“I pray you to wait a moment, Sir Samurai. My name is Fuwa Banzayemon at your service. I am a Ronin, as I judge from your appearance that you are yourself. I hope you will not think me rude if I venture to ask you to honour me with your friendship, and to come into this tea-house to drink a cup of wine with me and two of my friends.”
The strange Samurai, who was no other than Sanza, looking at the speaker through the interstices of his deep bamboo hat, and recognizing his enemy Banzayemon, gave a start of surprise, and, uncovering his head, said sternly—
“Have you forgotten my face, Banzayemon?”
For a moment Banzayemon was taken aback, but quickly recovering himself, he replied, “Ah! Sir Sanza, you may well be angry with me; but since I stole the Muramasa sword and fled to Yedo I have known no peace: I have been haunted by remorse for my crime.

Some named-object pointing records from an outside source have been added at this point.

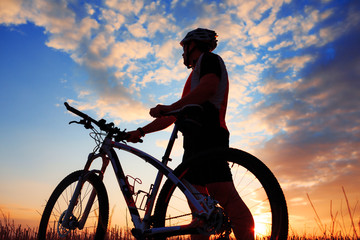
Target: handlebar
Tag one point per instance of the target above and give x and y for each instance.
(107, 127)
(187, 109)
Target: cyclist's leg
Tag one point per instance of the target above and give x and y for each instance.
(240, 216)
(203, 191)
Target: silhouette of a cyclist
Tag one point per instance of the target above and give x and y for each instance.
(208, 86)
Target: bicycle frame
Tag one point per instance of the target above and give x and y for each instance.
(142, 226)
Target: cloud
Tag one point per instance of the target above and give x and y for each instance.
(296, 63)
(10, 12)
(318, 134)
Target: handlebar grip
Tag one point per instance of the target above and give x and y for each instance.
(75, 111)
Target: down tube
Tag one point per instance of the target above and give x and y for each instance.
(165, 171)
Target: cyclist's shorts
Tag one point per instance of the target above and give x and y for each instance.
(203, 169)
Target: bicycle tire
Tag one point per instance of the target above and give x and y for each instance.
(58, 203)
(238, 160)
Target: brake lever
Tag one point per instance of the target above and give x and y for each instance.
(77, 122)
(87, 124)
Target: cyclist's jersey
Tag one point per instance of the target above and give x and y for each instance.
(212, 132)
(211, 63)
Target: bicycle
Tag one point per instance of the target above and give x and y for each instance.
(79, 204)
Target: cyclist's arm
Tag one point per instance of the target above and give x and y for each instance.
(154, 126)
(204, 91)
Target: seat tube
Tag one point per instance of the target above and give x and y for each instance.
(165, 160)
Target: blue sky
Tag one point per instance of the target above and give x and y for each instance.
(294, 97)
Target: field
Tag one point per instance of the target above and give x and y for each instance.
(335, 231)
(8, 231)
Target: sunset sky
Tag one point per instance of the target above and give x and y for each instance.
(294, 70)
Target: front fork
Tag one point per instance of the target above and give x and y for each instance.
(67, 220)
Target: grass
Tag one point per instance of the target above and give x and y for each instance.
(336, 230)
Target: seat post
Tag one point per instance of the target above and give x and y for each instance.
(166, 158)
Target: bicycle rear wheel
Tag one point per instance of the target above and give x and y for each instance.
(96, 224)
(254, 182)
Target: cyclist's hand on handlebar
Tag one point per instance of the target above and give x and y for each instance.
(134, 136)
(159, 110)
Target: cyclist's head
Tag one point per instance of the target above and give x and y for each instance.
(203, 40)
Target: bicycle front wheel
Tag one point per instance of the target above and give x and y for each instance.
(255, 183)
(95, 227)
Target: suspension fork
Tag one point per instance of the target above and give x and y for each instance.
(76, 195)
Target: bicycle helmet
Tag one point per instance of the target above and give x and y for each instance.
(205, 39)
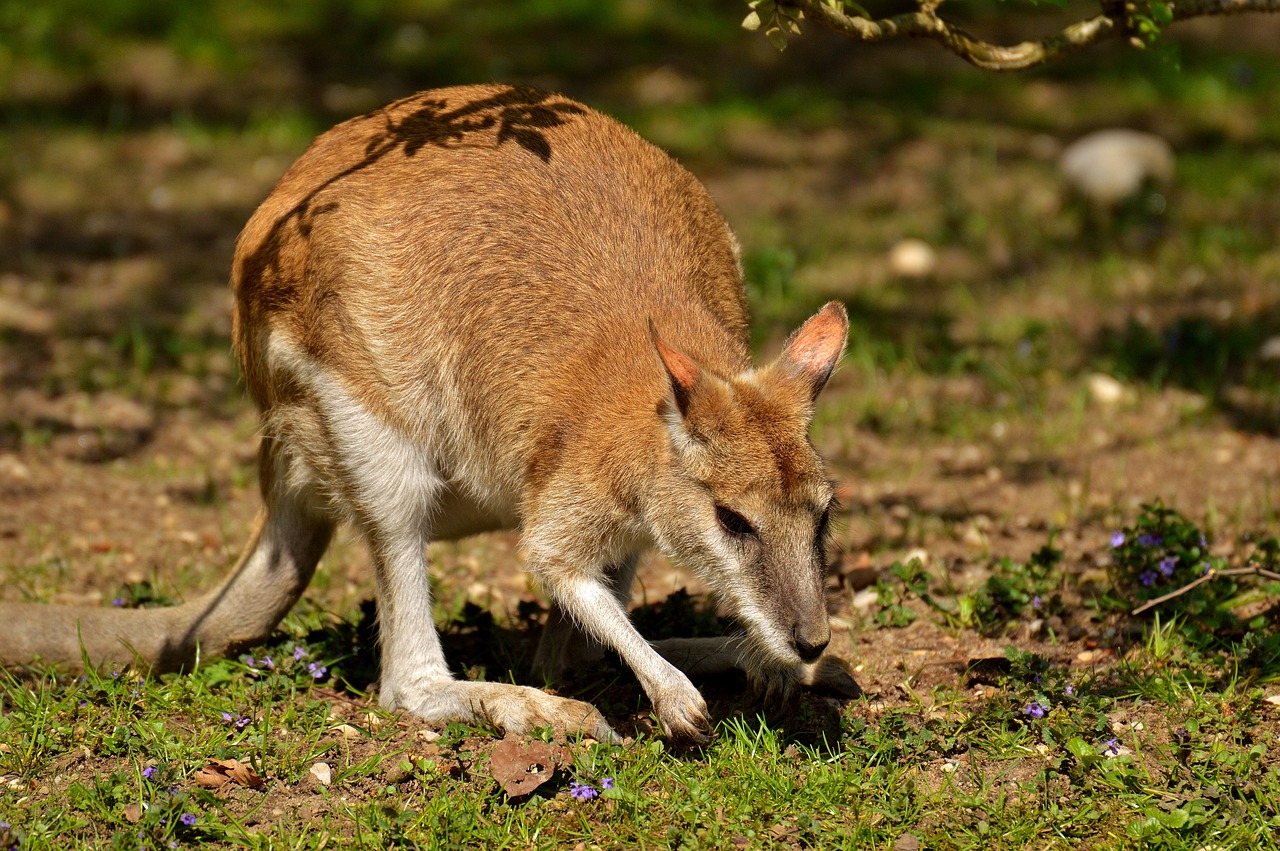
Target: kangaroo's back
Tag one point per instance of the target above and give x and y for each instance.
(492, 306)
(489, 239)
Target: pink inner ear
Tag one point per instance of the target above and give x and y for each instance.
(818, 343)
(682, 371)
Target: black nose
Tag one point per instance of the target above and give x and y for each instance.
(809, 652)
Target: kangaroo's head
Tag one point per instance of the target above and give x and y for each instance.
(748, 501)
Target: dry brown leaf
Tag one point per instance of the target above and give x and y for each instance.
(218, 773)
(521, 767)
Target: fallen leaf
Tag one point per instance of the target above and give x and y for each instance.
(218, 773)
(521, 767)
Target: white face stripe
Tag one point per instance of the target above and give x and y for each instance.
(741, 600)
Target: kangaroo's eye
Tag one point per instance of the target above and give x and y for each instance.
(734, 524)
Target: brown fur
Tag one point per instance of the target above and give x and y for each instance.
(492, 306)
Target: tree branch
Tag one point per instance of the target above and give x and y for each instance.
(1206, 577)
(927, 23)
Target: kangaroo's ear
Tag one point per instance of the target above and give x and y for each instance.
(812, 351)
(682, 374)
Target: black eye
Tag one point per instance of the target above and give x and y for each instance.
(823, 527)
(734, 524)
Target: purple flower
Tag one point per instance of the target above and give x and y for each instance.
(583, 791)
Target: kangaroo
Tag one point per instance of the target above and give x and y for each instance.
(492, 307)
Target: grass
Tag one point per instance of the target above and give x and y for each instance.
(1162, 749)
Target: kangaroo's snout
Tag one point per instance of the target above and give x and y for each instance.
(810, 640)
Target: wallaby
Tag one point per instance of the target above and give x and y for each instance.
(489, 307)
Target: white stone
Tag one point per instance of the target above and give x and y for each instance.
(1107, 167)
(1105, 389)
(323, 773)
(913, 259)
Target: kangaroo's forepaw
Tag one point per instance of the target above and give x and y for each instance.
(832, 677)
(684, 715)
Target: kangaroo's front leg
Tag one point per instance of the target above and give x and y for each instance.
(563, 646)
(415, 675)
(592, 603)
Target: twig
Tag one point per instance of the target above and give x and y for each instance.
(927, 23)
(1208, 575)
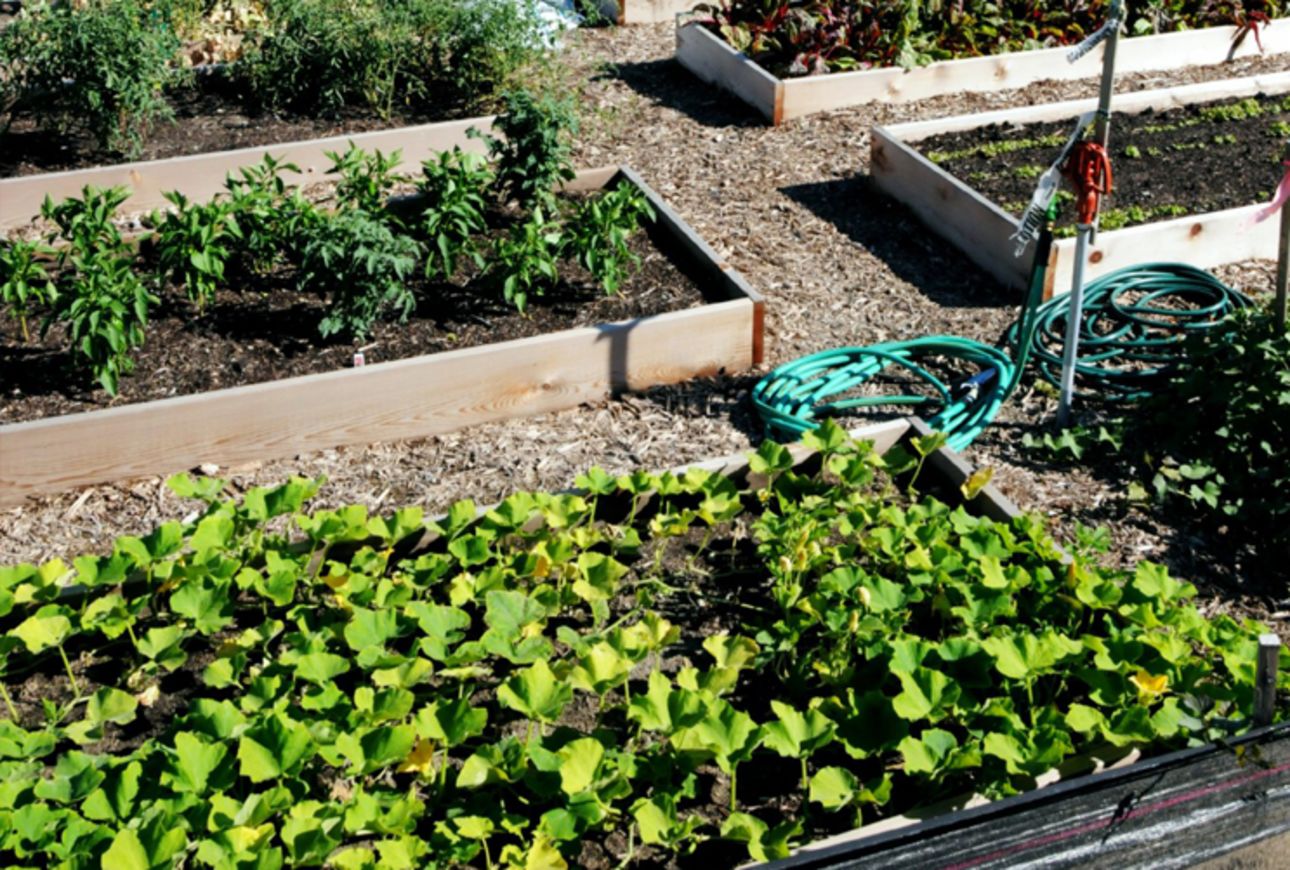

I shall not resist your vengeance: do with me as it shall seem best to you; or rather take my life, and let there be an end of this quarrel.”
“Nay,” answered Sanza, “to kill a man who repents him of his sins is a base and ignoble action. When you stole from me the Muramasa blade which had been confided to my care by my lord, I became a disgraced and ruined man. Give me back that sword, that I may lay it before my lord, and I will spare your life. I seek to slay no man needlessly.”
“Sir Sanza, I thank you for your mercy. At this moment I have not the sword by me, but if you will go into yonder tea-house and wait awhile, I will fetch it and deliver it into your hands.”
Sanza having consented to this, the two men entered the tea-house, where Banzayemon’s two companions were waiting for them. But Banzayemon, ashamed of his own evil deed, still pretended that Sanza was a stranger, and introduced him as such, saying—
“Come Sir Samurai, since we have the honour of your company, let me offer you a wine-cup.”
Banzayemon and the two men pressed the wine-cup upon Sanza so often that the fumes gradually got into his head and he fell asleep; the two wardsmen, seeing this, went out for a walk, and Banzayemon, left alone with the sleeping man, began to revolve fresh plots against him in his mind. On a sudden, a thought struck him. Noiselessly seizing Sanza’s sword, which he had laid aside on entering the room, he stole softly downstairs with it, and, carrying it into the back yard, pounded and blunted its edge with a stone, and having made it useless as a weapon, he replaced it in its scabbard, and running upstairs again laid it in its place without disturbing Sanza, who, little suspecting treachery, lay sleeping off the effects of the wine. At last, however, he awoke, and, ashamed at having been overcome by drink, he said to Banzayemon—
“Come, Banzayemon, we have dallied too long; give me the Muramasa sword, and let me go.”
“Of course,” replied the other, sneeringly, “I am longing to give it back to you; but unfortunately, in my poverty, I have been obliged to pawn it for fifty ounces of silver. If you have so much money about you, give it to me and I will return the sword to you.”